Rosenblum Schwartz & Fry

High-profile case highlights police access to arrest records

Missouri is reportedly one of 25 American states to share a common attribute concerning a singular criminal law topic.

That is this, as noted in a recent national media piece: Police officers across the state have easy access to “dismissed or otherwise sealed records” that they can use to target select individuals in criminal investigations.

Specifically, they can scan information from databases and other sources relevant to prior cases that were either dismissed by prosecutors or did not yield convictions. The nonprofit journalism group Marshall Project stresses that continued access to such files enables them to investigate people “based on criminal histories that shouldn’t even exist.”

Half of all states have laws that require expunging or sealing arrest records not ultimately linked with convictions. A recent national report reveals that Missouri and 24 other states are not among them. The Marshall Report notes that cops in those states can “profile you based on past allegations that no judge or jury ever found you guilty of.”

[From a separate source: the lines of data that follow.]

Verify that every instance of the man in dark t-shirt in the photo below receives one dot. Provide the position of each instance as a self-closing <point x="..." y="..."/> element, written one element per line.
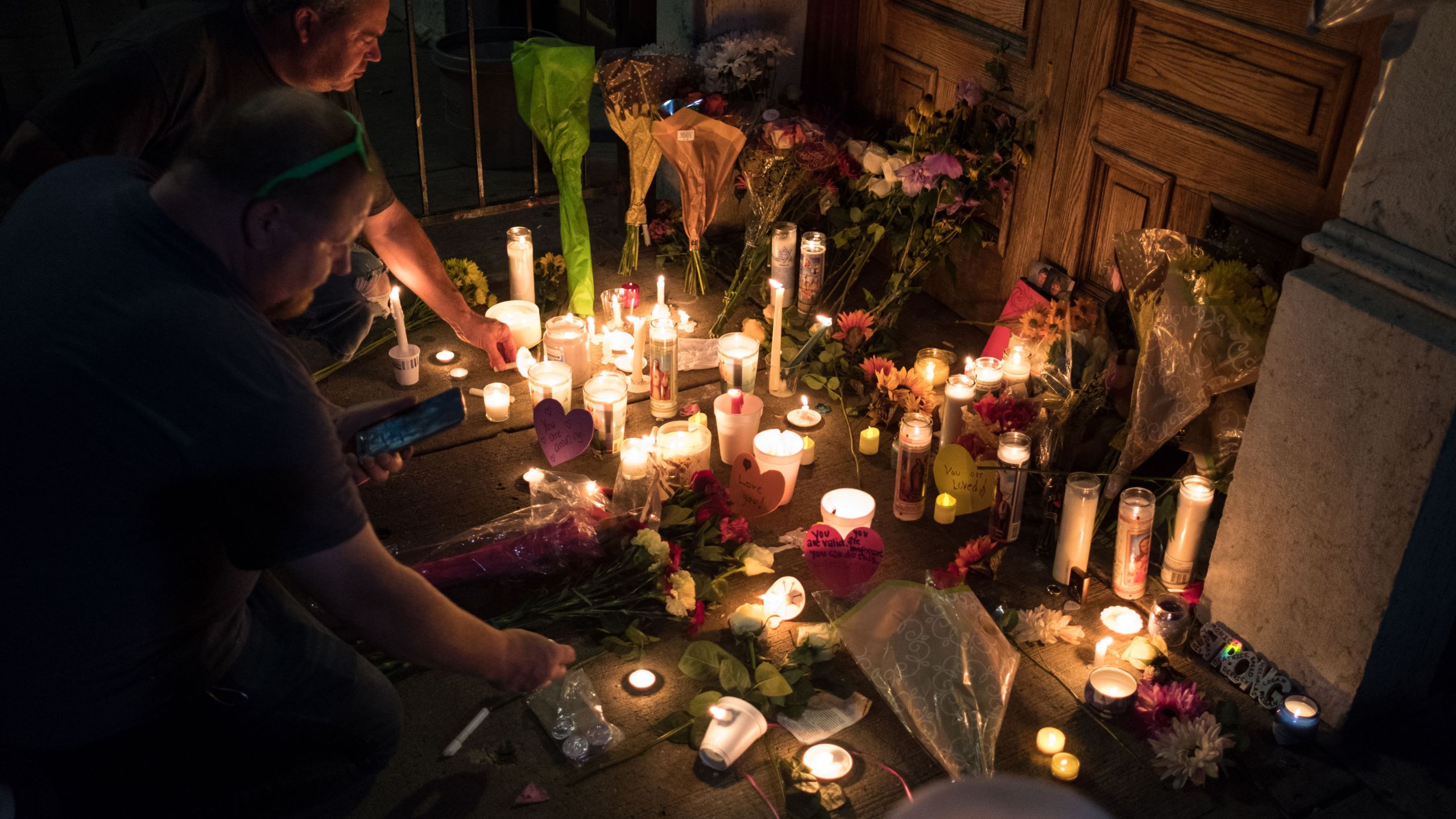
<point x="150" y="85"/>
<point x="167" y="449"/>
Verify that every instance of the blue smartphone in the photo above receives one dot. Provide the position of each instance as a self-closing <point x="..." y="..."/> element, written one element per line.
<point x="420" y="421"/>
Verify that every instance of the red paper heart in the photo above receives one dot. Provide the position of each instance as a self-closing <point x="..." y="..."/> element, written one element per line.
<point x="750" y="491"/>
<point x="562" y="435"/>
<point x="843" y="563"/>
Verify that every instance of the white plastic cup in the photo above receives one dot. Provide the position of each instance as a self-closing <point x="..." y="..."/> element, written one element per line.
<point x="734" y="726"/>
<point x="407" y="365"/>
<point x="736" y="432"/>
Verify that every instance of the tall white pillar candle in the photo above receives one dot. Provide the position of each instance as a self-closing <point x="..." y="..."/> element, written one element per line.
<point x="1194" y="500"/>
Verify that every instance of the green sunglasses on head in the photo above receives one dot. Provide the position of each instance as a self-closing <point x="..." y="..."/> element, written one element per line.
<point x="319" y="164"/>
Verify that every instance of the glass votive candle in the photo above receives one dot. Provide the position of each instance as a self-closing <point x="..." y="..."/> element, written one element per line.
<point x="848" y="509"/>
<point x="934" y="365"/>
<point x="1169" y="618"/>
<point x="737" y="362"/>
<point x="1296" y="721"/>
<point x="606" y="397"/>
<point x="523" y="318"/>
<point x="549" y="379"/>
<point x="683" y="449"/>
<point x="779" y="451"/>
<point x="497" y="401"/>
<point x="1110" y="691"/>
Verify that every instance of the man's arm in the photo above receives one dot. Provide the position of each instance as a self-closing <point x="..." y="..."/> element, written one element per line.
<point x="28" y="155"/>
<point x="399" y="610"/>
<point x="402" y="244"/>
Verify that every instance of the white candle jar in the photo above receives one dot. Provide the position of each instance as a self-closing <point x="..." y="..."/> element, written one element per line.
<point x="779" y="451"/>
<point x="549" y="379"/>
<point x="523" y="318"/>
<point x="567" y="341"/>
<point x="606" y="397"/>
<point x="683" y="449"/>
<point x="848" y="509"/>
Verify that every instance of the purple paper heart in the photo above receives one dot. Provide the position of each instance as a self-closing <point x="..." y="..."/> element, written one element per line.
<point x="562" y="435"/>
<point x="843" y="563"/>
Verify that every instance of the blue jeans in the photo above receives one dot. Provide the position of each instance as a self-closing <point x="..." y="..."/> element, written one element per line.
<point x="342" y="312"/>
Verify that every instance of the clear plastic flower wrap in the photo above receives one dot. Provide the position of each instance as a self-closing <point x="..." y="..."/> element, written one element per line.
<point x="571" y="713"/>
<point x="940" y="662"/>
<point x="557" y="532"/>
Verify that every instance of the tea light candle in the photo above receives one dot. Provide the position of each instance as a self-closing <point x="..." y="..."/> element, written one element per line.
<point x="497" y="401"/>
<point x="1110" y="690"/>
<point x="848" y="509"/>
<point x="945" y="507"/>
<point x="783" y="452"/>
<point x="828" y="761"/>
<point x="1065" y="767"/>
<point x="733" y="727"/>
<point x="1050" y="741"/>
<point x="523" y="318"/>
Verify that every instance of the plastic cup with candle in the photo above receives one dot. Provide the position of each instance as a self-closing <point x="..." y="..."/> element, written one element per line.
<point x="1052" y="741"/>
<point x="828" y="761"/>
<point x="523" y="318"/>
<point x="779" y="451"/>
<point x="848" y="509"/>
<point x="736" y="431"/>
<point x="1065" y="767"/>
<point x="1110" y="691"/>
<point x="522" y="257"/>
<point x="497" y="401"/>
<point x="733" y="727"/>
<point x="1078" y="521"/>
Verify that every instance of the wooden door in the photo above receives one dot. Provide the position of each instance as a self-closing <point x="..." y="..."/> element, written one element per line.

That is a big deal, obviously, and a matter that is currently spotlighted in a lawsuit against New York City and its police department. The litigation is reportedly the first such suit to ever be filed in the country. It is understandably being followed closely by criminal justice authorities and commentators nationally.

Reform proponents voice hopes that individuals elsewhere will follow the lead of the New York plaintiffs (the case could ultimately secure class action status) and push for greater clamps on arrest records in their states.